WV: chita - More powerful with "Rivera" attached.

Michael said...

One of the great repositories of inside jokes was Warner Bros. animation unit. For example, Friz Freleng directed "Pizzicato Pussycat," about a classical piano-playing mouse and the cat he stands in for. The couple who owned them--or that the pets owned--looked mysteriously like Chuck Jones and his first wife, Dorothy. In another Freleng cartoon, an absent-minded wolf is named Charles M. Wolf for Charles M. Jones. In a Bob Clampett wartime cartoon, the "gremlins from the Kremlin" were all caricatures of Warner Bros. animation department employees.

The greatest inside joke at Warner Bros. was Yosemite Sam, who was modeled on Freleng, who was similarly short, red-haired, and volatile. Only in his later years did Freleng own up to it.

Anonymous said...

What about Boston Legal, telling Deny Crane he can go on making priceline commercials?

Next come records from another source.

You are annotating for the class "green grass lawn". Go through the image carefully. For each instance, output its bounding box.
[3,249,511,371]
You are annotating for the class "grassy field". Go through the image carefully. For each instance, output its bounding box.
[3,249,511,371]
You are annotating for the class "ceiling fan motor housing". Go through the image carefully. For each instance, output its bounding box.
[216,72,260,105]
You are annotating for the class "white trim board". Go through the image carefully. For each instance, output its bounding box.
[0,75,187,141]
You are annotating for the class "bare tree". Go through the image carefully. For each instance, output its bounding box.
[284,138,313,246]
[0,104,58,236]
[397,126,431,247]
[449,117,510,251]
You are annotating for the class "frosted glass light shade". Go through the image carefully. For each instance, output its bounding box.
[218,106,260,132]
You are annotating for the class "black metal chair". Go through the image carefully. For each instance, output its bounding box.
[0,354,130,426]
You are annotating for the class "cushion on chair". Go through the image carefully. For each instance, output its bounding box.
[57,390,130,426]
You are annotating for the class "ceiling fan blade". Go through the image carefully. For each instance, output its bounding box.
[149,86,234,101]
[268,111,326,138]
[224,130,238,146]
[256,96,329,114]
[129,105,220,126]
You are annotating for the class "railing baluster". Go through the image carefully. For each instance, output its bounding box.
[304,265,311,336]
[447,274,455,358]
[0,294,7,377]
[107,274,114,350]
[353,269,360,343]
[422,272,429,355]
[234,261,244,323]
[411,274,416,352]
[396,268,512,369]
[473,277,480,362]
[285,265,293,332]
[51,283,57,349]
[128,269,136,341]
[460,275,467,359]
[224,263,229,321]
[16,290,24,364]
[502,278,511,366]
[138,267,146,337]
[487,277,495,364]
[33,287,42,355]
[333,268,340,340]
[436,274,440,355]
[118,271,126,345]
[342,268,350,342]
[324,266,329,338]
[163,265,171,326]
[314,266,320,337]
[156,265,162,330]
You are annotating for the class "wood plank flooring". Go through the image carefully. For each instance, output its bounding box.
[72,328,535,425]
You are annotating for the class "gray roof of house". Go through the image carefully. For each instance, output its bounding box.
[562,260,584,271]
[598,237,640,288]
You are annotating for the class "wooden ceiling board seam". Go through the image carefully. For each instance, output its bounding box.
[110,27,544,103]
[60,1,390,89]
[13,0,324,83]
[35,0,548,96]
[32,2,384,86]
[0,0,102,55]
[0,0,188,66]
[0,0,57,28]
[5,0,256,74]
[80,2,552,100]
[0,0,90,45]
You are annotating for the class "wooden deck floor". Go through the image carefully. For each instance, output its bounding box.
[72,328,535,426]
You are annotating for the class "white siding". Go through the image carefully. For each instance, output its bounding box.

Great Big Radio Guy said...

I always marveled at how Cheers was the only bar in the world where nobody paid, nobody smoked (it was the 80s) and nobody got hammered.

Paul Duca said...

Ken, I was going to get you something for Christmas....but you should have seen the look on your rabbi's face when I asked him what you might like.

danrydell said...

I thought I read somewhere that no one drank actual beer, that they all drank some awful tasting faux-beer?

William M said...

Ken this is for your next "Friday Questions" on Dec. 31st:

Is my dream about YOU last night prophetic?

My dream: Somehow you (of all people) advertise renting a room in your house. I visit your home.
Daytime. Enter front door. Hear voice (you?) talking on telephone in another room.
I go down a hallway. Enter empty room. I walk to the backdoor that opens onto the backyard.
I look out on your backyard. It is an ASTONISHINGLY RICH VISTA. 300 feet wide & long. Pond or pool in the middle. Long green lawn. Trees line the property line, with traffic beyond the trees. Absolutely quiet and breath taking...Hollywood-type expansive lawn.
Suddenly, a young child on a bike rides down a path near this back room.
I turn back into the room, and walk to the front door. You(I guess, although I see no face) are standing at the end of the hallway, looking at me puzzled.
I mutter soemthing like "I'm ------(My name) and I sent you a letter..."
The dream ends right there.

Background. I'm a Baby Boomer-aged guy, who's not yet achieved notable success as a Yoga teacher. I've never visited LA, though I've dreamed of moving there and dating actresses. I don't know what you look like, though I do read your blog a few times a week.

Ken, my question:
Does this dream of you, Hollywood vistas, and "rooms for rent", mean that I should chase my Hollywood dreams?